Paths — resolve_config_paths resolves input_path, output_folder, features_schema_file (local or S3).
Idempotency — If training_metadata.json (or equivalent) exists and config_hash matches, exit without training.
Data — Load Parquet (single file or list from directory), align columns to features_schema_file, split (by row or by case).
Train — LightGBM training with validation and optional robustness (e.g. quantization); save model and metrics.
Post-processing — Detection pipelines may compute threshold metrics and write deployment bundles (inference config, schema).

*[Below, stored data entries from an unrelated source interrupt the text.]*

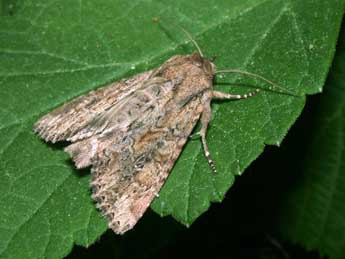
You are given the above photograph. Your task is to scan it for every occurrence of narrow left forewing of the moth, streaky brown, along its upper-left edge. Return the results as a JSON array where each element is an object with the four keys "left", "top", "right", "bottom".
[{"left": 34, "top": 71, "right": 153, "bottom": 143}]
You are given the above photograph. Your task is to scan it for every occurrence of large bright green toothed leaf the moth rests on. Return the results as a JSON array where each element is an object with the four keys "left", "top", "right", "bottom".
[{"left": 0, "top": 0, "right": 344, "bottom": 258}]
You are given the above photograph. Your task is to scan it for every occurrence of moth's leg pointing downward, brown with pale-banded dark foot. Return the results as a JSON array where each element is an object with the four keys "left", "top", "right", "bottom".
[{"left": 200, "top": 98, "right": 217, "bottom": 173}]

Offline test pipelines follow a similar config → resolve → run evaluation → write reports pattern.

Scheduling and Prefect¶

APScheduler: etl_scheduler.py loads a YAML with scheduler and pipeline sections; it starts an AsyncIOScheduler and runs the configured pipeline (e.g. TPL/GENKEY) on interval, cron, or daily. One job at a time; graceful shutdown on SIGINT/SIGTERM.
Prefect: Flows (e.g. genkey_pipeline_flow) wrap the same pipeline execution; prefect.yaml and deployment scripts register schedules. Workers run flows; Prefect Server/UI provide observability. Progress can be reported via PrefectProgressMonitor.

Summary¶

The platform is config-driven, idempotent, and storage-aware (local + S3). Entry points are scripts and Prefect flows; core logic lives in mlops (ETL, storage, training). Documentation (this site), central config, and consistent conventions keep the system understandable and ready for production scheduling.